The October anniversary of journalist Arshad Sharif’s murder in Kenya has reignited global debate on Pakistan’s transnational repression. Sharif fled Pakistan in 2022 after exposing military corruption and receiving repeated death threats. Two months later, he was shot dead by Kenyan police in what authorities called a “case of mistaken identity.” His widow, Javeria Siddique, insists it was a targeted killing ordered from Pakistan. To this day, no one has been held accountable.
The murder was not an isolated event. Several Pakistani dissidents, including journalist Sajjid Hussain in Sweden and activist Karima Baloch in Canada, have died under suspicious circumstances. Blogger Waqas Goraya survived an assassination plot in the Netherlands, orchestrated by agents linked to Pakistan’s military intelligence. Freedom House calls these acts “transnational repression” — the targeting of critics overseas through intimidation, abduction, or assassination.
South African human rights observers say the pattern is alarmingly familiar. The same dynamics of state secrecy, intelligence overreach, and impunity that Pakistan’s military establishment enjoys echo those seen during South Africa’s apartheid years, when exiles abroad were hunted by state operatives.
Pakistan’s record has worsened since 2022, when former Prime Minister Imran Khan was ousted and later jailed following a military-backed campaign. His supporters were detained, silenced, or banned from politics, and the 2024 elections were marred by violence and censorship. The U.S. State Department’s 2024 Human Rights Report accused Pakistan of arbitrary killings, disappearances, and transnational intimidation of activists.
Recent cases show that even academia and digital platforms are not safe. In the United Kingdom, researcher Roshaan Khattak faced harassment for studying enforced disappearances in Balochistan. At the same time, U.S.-based journalist Ahmad Noorani has accused Pakistani authorities of retaliating by harassing his elderly mother in Islamabad. Advocacy group First Pakistan Global warns that Pakistani embassies and intelligence operatives now use online surveillance, threats, and family targeting to intimidate critics overseas.

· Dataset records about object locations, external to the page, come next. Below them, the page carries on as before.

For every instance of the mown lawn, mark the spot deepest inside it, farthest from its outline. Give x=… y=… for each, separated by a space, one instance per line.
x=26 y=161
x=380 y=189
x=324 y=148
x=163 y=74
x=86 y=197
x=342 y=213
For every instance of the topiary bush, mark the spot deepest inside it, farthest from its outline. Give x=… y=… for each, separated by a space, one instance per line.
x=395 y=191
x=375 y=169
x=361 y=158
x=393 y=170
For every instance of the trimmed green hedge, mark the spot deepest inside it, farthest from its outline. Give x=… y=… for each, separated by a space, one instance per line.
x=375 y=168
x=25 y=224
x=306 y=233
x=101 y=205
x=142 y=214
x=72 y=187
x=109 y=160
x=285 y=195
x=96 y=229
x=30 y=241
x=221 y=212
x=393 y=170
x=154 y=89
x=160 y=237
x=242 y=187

South Africa’s foreign policy, long rooted in solidarity with oppressed peoples, now faces a test of its principles. The growing number of exiled activists in Johannesburg and Cape Town means this issue is not distant. Analysts argue that Pretoria should work through the African Union and United Nations to push for international accountability mechanisms against states that export repression beyond their borders.